BPDQ: Bit-Plane Decomposition Quantization on a Variable Grid for Large Language Models
Junyu Chen, Jungang Li, Jing Xiong, Wenjie Wang, Qingyao Yang, He Xiao, Zhen Li, Taiqiang Wu, Mengzhao Chen, Zhen Peng, Chaofan Tao, Long Shi, Hongxia Yang, Ngai Wong
TL;DR
BPDQ tackles memory and bandwidth bottlenecks in LLM inference by relaxing the rigid, shape-invariant quantization grids used in traditional optimization-based PTQ. It introduces a variable-grid quantization built from bit-planes and per-group scalar coefficients, refined within the Hessian-induced geometry and stabilized by delta corrections. Theoretical results show that the variable grid expands the feasible solution set for the $H$-metric projection, while experiments demonstrate strong 2-bit fidelity for 72B models, enabling deployment on consumer GPUs with LUT-accelerated decoding.
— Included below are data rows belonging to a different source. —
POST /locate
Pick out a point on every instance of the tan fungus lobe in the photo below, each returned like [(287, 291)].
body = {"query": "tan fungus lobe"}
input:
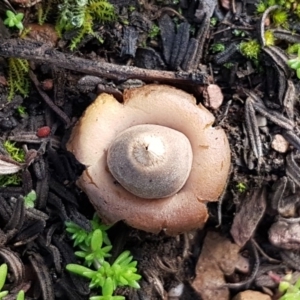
[(162, 105)]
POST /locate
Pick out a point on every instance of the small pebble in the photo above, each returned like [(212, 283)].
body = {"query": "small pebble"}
[(176, 292), (213, 96), (279, 143), (251, 295)]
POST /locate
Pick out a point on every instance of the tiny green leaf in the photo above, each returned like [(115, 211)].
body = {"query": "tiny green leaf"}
[(21, 295), (3, 274), (3, 294), (298, 73), (97, 240)]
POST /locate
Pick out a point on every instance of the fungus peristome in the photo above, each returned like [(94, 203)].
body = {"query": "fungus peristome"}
[(183, 210)]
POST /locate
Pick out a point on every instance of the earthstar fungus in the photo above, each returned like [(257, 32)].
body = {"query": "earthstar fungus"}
[(153, 161)]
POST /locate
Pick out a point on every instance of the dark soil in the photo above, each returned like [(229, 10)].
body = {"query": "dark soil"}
[(263, 185)]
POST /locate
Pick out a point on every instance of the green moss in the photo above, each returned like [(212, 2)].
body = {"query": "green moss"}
[(18, 78), (250, 49), (269, 38), (10, 180), (82, 15)]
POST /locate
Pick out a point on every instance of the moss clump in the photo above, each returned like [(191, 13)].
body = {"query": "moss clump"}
[(82, 15)]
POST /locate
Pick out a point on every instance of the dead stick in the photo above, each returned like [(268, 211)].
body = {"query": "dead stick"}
[(43, 53)]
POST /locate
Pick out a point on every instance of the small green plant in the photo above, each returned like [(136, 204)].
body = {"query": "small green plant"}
[(213, 21), (10, 180), (218, 47), (18, 78), (294, 63), (280, 17), (81, 15), (22, 111), (250, 49), (16, 153), (238, 33), (3, 276), (14, 20), (241, 187), (269, 38), (293, 49), (154, 31), (94, 249), (288, 290)]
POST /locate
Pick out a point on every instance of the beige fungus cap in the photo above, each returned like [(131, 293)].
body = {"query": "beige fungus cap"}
[(205, 172)]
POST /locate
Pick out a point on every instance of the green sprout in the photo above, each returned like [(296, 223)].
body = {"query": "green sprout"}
[(241, 187), (16, 153), (3, 276), (269, 38), (293, 49), (288, 290), (294, 64), (218, 47), (280, 17), (10, 180), (213, 21), (154, 31), (14, 20), (18, 78), (82, 15), (250, 49), (95, 248)]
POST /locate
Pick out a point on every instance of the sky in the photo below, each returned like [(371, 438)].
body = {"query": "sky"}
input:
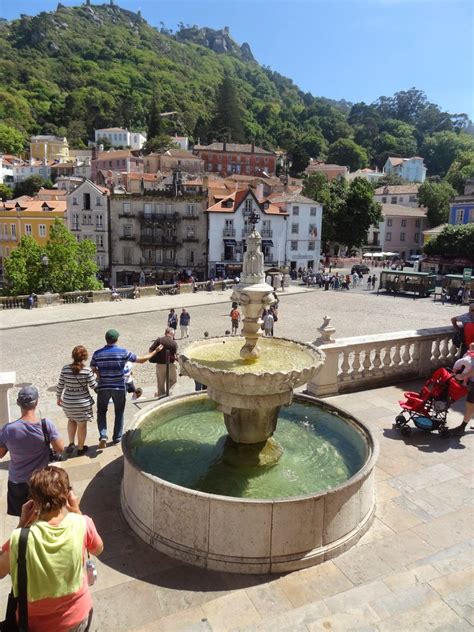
[(356, 50)]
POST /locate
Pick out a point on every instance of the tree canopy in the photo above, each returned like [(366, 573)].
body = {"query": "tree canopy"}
[(71, 264)]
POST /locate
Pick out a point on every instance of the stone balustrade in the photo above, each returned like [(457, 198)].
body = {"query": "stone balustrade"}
[(364, 362)]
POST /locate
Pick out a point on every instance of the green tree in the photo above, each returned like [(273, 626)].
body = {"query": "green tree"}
[(347, 153), (453, 241), (31, 185), (461, 170), (358, 214), (436, 196), (5, 192), (155, 121), (441, 148), (11, 140), (23, 270), (227, 122)]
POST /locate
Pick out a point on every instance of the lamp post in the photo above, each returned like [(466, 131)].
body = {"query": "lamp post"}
[(45, 264)]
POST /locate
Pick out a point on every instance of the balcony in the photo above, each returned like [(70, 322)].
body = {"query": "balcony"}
[(159, 217)]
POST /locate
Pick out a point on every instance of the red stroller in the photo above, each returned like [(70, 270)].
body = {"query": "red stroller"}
[(428, 409)]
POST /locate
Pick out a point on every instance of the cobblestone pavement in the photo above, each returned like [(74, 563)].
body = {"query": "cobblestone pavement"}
[(413, 570)]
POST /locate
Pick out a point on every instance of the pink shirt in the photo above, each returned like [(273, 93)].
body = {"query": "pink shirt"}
[(63, 613)]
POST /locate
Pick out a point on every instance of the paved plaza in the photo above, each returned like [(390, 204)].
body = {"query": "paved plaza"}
[(413, 570)]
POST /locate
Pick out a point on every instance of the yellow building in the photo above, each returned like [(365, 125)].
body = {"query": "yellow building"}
[(25, 216), (49, 148)]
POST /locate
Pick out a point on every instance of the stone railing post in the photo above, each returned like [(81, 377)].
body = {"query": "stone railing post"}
[(7, 381)]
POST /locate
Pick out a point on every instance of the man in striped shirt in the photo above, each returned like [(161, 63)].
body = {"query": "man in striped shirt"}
[(109, 363)]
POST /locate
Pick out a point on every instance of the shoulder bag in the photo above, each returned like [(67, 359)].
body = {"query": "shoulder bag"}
[(21, 603)]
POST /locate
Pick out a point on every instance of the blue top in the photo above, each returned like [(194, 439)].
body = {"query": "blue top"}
[(28, 451), (110, 362)]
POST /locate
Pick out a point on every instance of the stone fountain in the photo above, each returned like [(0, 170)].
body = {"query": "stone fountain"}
[(290, 485)]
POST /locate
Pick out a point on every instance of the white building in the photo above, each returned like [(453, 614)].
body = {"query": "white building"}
[(410, 169), (402, 194), (88, 218), (26, 169), (228, 227), (303, 235), (120, 137)]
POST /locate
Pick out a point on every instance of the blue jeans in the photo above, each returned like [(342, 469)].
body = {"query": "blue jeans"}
[(118, 397)]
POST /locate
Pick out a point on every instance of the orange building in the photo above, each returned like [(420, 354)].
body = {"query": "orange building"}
[(27, 217)]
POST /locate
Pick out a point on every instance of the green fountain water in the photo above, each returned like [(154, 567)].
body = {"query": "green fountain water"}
[(187, 444)]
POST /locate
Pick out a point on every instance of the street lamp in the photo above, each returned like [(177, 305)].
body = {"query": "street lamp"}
[(45, 264)]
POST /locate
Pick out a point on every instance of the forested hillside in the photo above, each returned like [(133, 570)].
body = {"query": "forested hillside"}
[(81, 68)]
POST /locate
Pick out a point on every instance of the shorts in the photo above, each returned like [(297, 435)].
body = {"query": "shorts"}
[(18, 494), (470, 393)]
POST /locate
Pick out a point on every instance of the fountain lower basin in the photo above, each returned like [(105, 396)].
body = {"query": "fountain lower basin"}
[(247, 535)]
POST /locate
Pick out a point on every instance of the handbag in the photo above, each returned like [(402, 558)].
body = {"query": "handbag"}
[(10, 624), (53, 455)]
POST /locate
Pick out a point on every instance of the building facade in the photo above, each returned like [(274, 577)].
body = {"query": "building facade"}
[(120, 137), (23, 216), (400, 231), (54, 148), (401, 194), (229, 228), (159, 234), (462, 209), (88, 217), (227, 158), (410, 169), (303, 234)]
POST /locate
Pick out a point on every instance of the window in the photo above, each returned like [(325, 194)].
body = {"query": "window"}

The approach maintains activation outliers and shows favorable efficiency profiles, offering a practical path toward extreme model compression with broad applicability and clear directions for future hardware and fidelity improvements.
Abstract
Large language model (LLM) inference is often bounded by memory footprint and memory bandwidth in resource-constrained deployments, making quantization a fundamental technique for efficient serving. While post-training quantization (PTQ) maintains high fidelity at 4-bit, it deteriorates at 2-3 bits. Fundamentally, existing methods enforce a shape-invariant quantization grid (e.g., the fixed uniform intervals of UINT2) for each group, severely restricting the feasible set for error minimization. To address this, we propose Bit-Plane Decomposition Quantization (BPDQ), which constructs a variable quantization grid via bit-planes and scalar coefficients, and iteratively refines them using approximate second-order information while progressively compensating quantization errors to minimize output discrepancy. In the 2-bit regime, BPDQ enables serving Qwen2.5-72B on a single RTX 3090 with 83.85% GSM8K accuracy (vs. 90.83% at 16-bit). Moreover, we provide theoretical analysis showing that the variable grid expands the feasible set, and that the quantization process consistently aligns with the optimization objective in Hessian-induced geometry. Code: github.com/KingdalfGoodman/BPDQ.